Department of Pharmacology, School of Basic Medical Science, Nanjing Medical University, Nanjing, China.
Jiangsu Key Laboratory of Drug Screening, China Pharmaceutical University, Nanjing, China.
FASEB J. 2019 Sep;33(9):10425-10442. doi: 10.1096/fj.201900527R. Epub 2019 Jun 20.
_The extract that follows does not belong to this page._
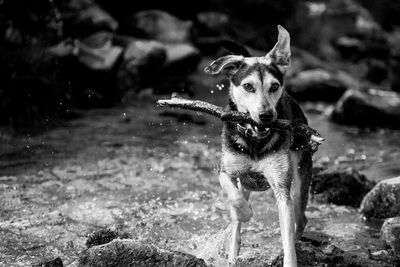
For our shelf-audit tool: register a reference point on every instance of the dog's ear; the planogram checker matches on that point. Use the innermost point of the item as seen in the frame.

Triggering receptor expressed in myeloid cells (TREM)2 is a genetic high-risk factor for sporadic Alzheimer's disease (AD) and is considered a potential target for AD diagnosis and therapy, although its role in the different stages of AD remains controversial. We generated an embryonic deletion of Trem2 (whole body deletion) and induced hippocampal- and cortical-specific knockdown of microglial Trem2 at different stages of the AD process in amyloid precursor protein/Psen1 mice by adeno-associated virus (AAV) infection. AAV infection induced microglial Trem2 overexpression in the hippocampus of wild-type (WT) and thymus cell antigen 1-enhanced green fluorescent protein mice. Mice were subjected to ethological and pathologic tests. Whole body genetic deletion of Trem2 exerted different electrophysiological outcomes between different AD pathologic stages, which results from a complex integration of synaptic loss and amyloid aggregation. Interestingly, knockdown of Trem2 at the early-middle stage of AD (2-6 mo) prevents synaptic loss through directly inhibiting microglial phagocytosis, whereas knockdown of Trem2 at the middle-late stage of AD (6-10 mo) accelerates synaptic dysfunction because of more severe amyloid deposition caused by the depression of microglial phagocytosis. Additionally, hippocampal overexpression of Trem2 in WT mice results in significant synaptic impairment. Here, with transgenic technology and electrophysiological assay, we revealed that TREM2 up-regulation promotes microglial phagocytosis equally against synapse and amyloid plaques and eventually results in different outcomes. During the early-middle pathologic stage, TREM2 enhancing microglial phagocytosis mainly causes synaptic loss. However, TREM2 up-regulating microglial phagocytosis gradually supports a positive role when amyloid deposition occupies the leading position at the middle-late pathologic stage. In this study, we highlighted that TREM2 triggers synaptic loss during AD pathology development.-Sheng, L., Chen, M., Cai, K., Song, Y., Yu, D., Zhang, H., Xu, G. Microglial Trem2 induces synaptic impairment at early stage and prevents amyloidosis at late stage in APP/PS1 mice.
髓系细胞表达的触发受体 2(TREM2)是散发性阿尔茨海默病(AD)的遗传高危因素,被认为是 AD 诊断和治疗的潜在靶点,尽管其在 AD 不同阶段的作用仍存在争议。我们通过腺相关病毒(AAV)感染在 APP/PS1 小鼠的 AD 进程的不同阶段生成了 Trem2 的胚胎缺失(全身缺失),并诱导了小胶质细胞 Trem2 的海马和皮质特异性敲低。AAV 感染诱导野生型(WT)和胸腺细胞抗原 1-增强型绿色荧光蛋白小鼠海马中的小胶质细胞 Trem2 过表达。小鼠进行行为学和病理测试。Trem2 的全身基因缺失在不同的 AD 病理阶段表现出不同的电生理结果,这是由于突触丢失和淀粉样蛋白聚集的复杂整合。有趣的是,在 AD 的早期-中期(2-6 个月)阶段敲低 Trem2 通过直接抑制小胶质细胞吞噬作用来防止突触丢失,而在 AD 的中期-晚期(6-10 个月)阶段敲低 Trem2 会加速突触功能障碍,因为吞噬作用的抑制导致更严重的淀粉样蛋白沉积。此外,WT 小鼠海马中的 Trem2 过表达导致明显的突触损伤。在这里,我们使用转基因技术和电生理测定,揭示了 TREM2 的上调同等促进小胶质细胞吞噬作用对抗突触和淀粉样斑块,并最终导致不同的结果。在早期-中期病理阶段,TREM2 增强小胶质细胞吞噬作用主要导致突触丢失。然而,当淀粉样蛋白沉积在中期-晚期病理阶段占据主导地位时,TREM2 上调小胶质细胞吞噬作用逐渐发挥积极作用。在这项研究中,我们强调了 TREM2 在 AD 病理发展过程中触发突触丢失。